Un travail direct électro acoustique pourrait aussi advenir dans mes cours de musique en même temps que ma collègue traite du fantastique. On pourra ainsi s’amuser à ralentir des sons enregistrés, les accélérer, en distinguer les matières, les distances, en changer les composantes musicales, en créer des partitions etc.
4 la musique
Un travail sur le temps lisse, sur les couches sonores ou encore sur la création de chants d’horreur peut émerger ici. Une classique musique d’ambiance mais réfléchie temporellement fera aussi travailler les durées et hauteurs des sons en plus des timbres. Une recherche par la synthèse granulaire dans l’idéal pourrait accentuer ces timbres, mais les effets analogiques peuvent déjà être d’une grande utilité. Cela donnerait lieu à un travail sur un DJ d’horreur (terme à retravailler) qui anime une boite de nuit pour monstres (par exemple).

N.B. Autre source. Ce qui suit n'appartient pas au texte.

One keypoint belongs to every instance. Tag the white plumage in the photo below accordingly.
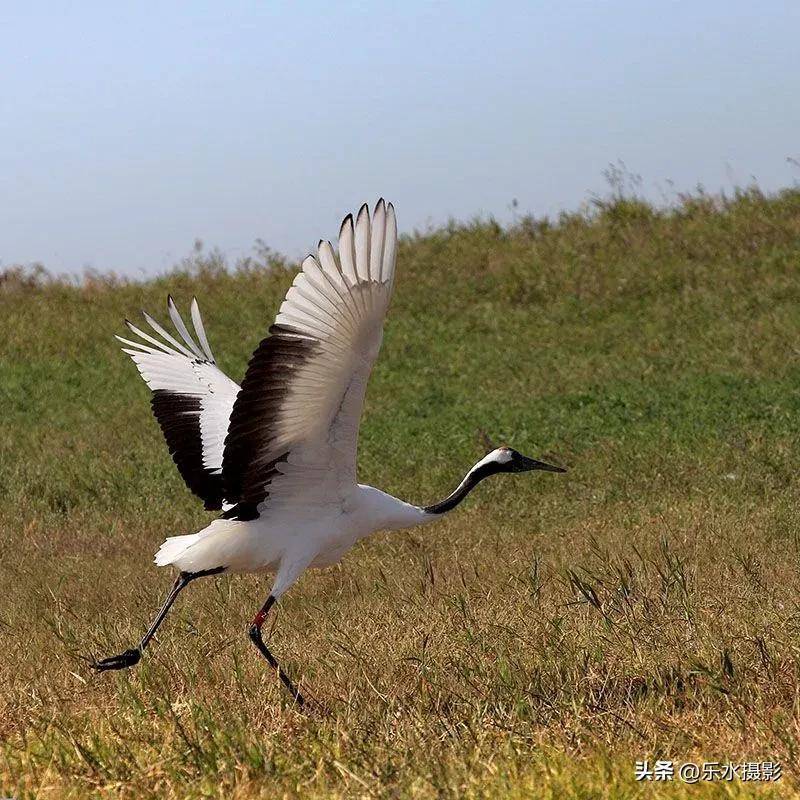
(278, 454)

Il ne s’agira pas systématiquement de trouver des paroles d’horreur sur une musique déjà culturellement acceptée (comme l’étrange noël) mais plutôt comme un chant grec d’inspiration antique (les sirènes d’Ulysse en exemple très direct/ Seikilos aussi) ou comme Tolkien fait chanter ses personnages dans le Silmarillon ou le SdA, c’est à dire que le chant est lui-même dans la nature du personnage qui le produit.

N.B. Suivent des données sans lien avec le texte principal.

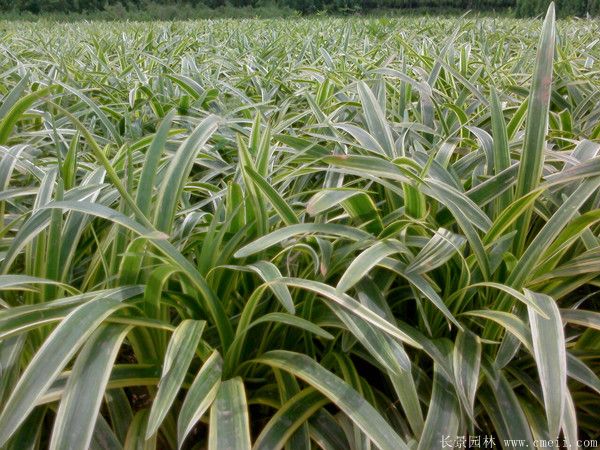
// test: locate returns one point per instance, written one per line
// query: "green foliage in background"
(319, 233)
(190, 9)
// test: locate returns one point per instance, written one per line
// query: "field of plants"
(311, 233)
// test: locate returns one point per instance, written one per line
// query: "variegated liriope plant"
(311, 233)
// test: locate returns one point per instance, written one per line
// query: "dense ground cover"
(318, 233)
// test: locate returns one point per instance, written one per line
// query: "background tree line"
(521, 8)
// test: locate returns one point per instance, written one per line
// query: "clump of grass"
(316, 233)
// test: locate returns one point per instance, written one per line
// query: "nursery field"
(300, 233)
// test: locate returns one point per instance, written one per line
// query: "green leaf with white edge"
(532, 157)
(329, 198)
(466, 359)
(282, 234)
(503, 407)
(368, 259)
(229, 425)
(283, 209)
(585, 318)
(292, 414)
(376, 121)
(180, 352)
(50, 359)
(438, 250)
(146, 183)
(200, 396)
(136, 435)
(178, 171)
(550, 355)
(293, 321)
(335, 389)
(443, 416)
(269, 272)
(80, 403)
(352, 306)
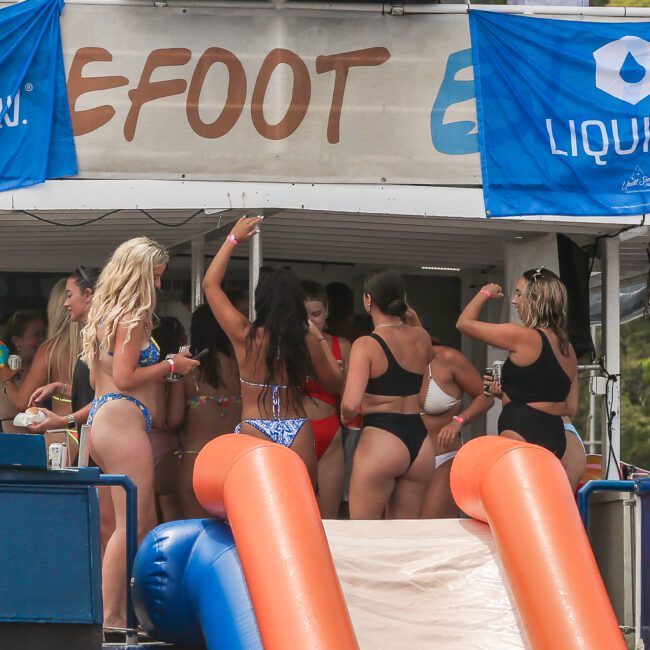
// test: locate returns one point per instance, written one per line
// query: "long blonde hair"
(544, 303)
(124, 294)
(63, 341)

Ce chant peut être le craquement du bois de la maison hantée, le seul moyen de s’exprimer d’un fantôme, un groupe de zombie qui a faim, une créature étrange sortie du fond des âges, un rituel de chasse de loup-garous ponctué de tambours ou autres sons tribaux, que sais-je encore.
Le travail littéraire sur les textes de chansons pourra faire distinguer le message de l’émetteur et l’intention finale du créateur. S’il crée pour plaire, c’est pour mieux les manger par exemple. S’il crée pour s’exprimer, qui est il ? Un travail d’empathie sur le personnage permettra d’en cerner sa nature. Peut-être construire une fiche de personnage de monstre comme un jeu de rôle mais avec un côté descriptif du monstre accentué, sur son lieu d’habitation, ses intentions, son (ses) champ sémantique limités forcément par son cadre de vie, son registre de langage justifié là aussi par son background.
5 les personnages
Certains pourront émerger des lieux naturellement inventés par les élèves, d’autres seront présents par une histoire autour de ses lieux (les fantômes par exemple mais pas que)

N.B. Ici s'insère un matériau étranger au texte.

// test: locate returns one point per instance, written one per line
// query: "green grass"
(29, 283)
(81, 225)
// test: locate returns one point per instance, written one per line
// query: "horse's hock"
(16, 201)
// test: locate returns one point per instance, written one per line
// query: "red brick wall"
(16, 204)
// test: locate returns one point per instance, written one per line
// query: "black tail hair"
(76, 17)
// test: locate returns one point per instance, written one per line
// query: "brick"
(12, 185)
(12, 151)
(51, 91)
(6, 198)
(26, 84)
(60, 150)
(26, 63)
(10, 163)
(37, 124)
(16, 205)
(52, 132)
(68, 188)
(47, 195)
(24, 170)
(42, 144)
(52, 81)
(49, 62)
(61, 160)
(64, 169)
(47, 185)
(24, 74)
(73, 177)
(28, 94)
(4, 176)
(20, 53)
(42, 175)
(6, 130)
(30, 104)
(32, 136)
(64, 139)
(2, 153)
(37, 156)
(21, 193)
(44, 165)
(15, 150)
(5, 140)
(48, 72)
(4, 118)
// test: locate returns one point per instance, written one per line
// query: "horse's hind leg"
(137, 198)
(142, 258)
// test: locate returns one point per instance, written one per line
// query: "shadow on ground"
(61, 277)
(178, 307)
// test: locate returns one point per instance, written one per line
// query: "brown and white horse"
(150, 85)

Il faudra se poser les questions de la distribution des rôles, des cosplay, des comportements, de leur façon d’agir, de parler, des conséquences d’un événement sur un autre, d’un dialogue sur un autre (un esprit malin peut se réjouir et l’on découvre après que c’est de la capture d’un fantôme dans une pièce, un loup garou se régale du corps capturé peu après etc.)
Cela sera particulièrement pertinent si les élèves décident de changer de lieu dans leur histoire sonore.
Ces entrées peuvent être chronologiques ou pas. Je vais essayer maintenant d’en tirer une feuille de route et je la publierai plus tard. Je vais demander à Valérie maintenant pour tout ce qui est construction de récit fantastique, les dialogues etc.
Ouaou quel beau projet…
Je réfléchis également à une séquence sur les LOGOS cinématographiques le lien avec la musique classique l’opéra de Orféo et son évolution en un siecle…mais je le pose la question du projet iMovie sur iPad et création sonores, dois je leur donner des extraits ou à eux de les créer ? Est ce trop difficile pour eux ?
Bonjour Céline, excellent ton projet sur l’Orfeo ! Je n’ai pas de réponse, chaque choix présente un intérêt et des stratégies possibles différentes. N’hésite pas à me tenir au courant de tes avancées si tu veux. Bien à toi.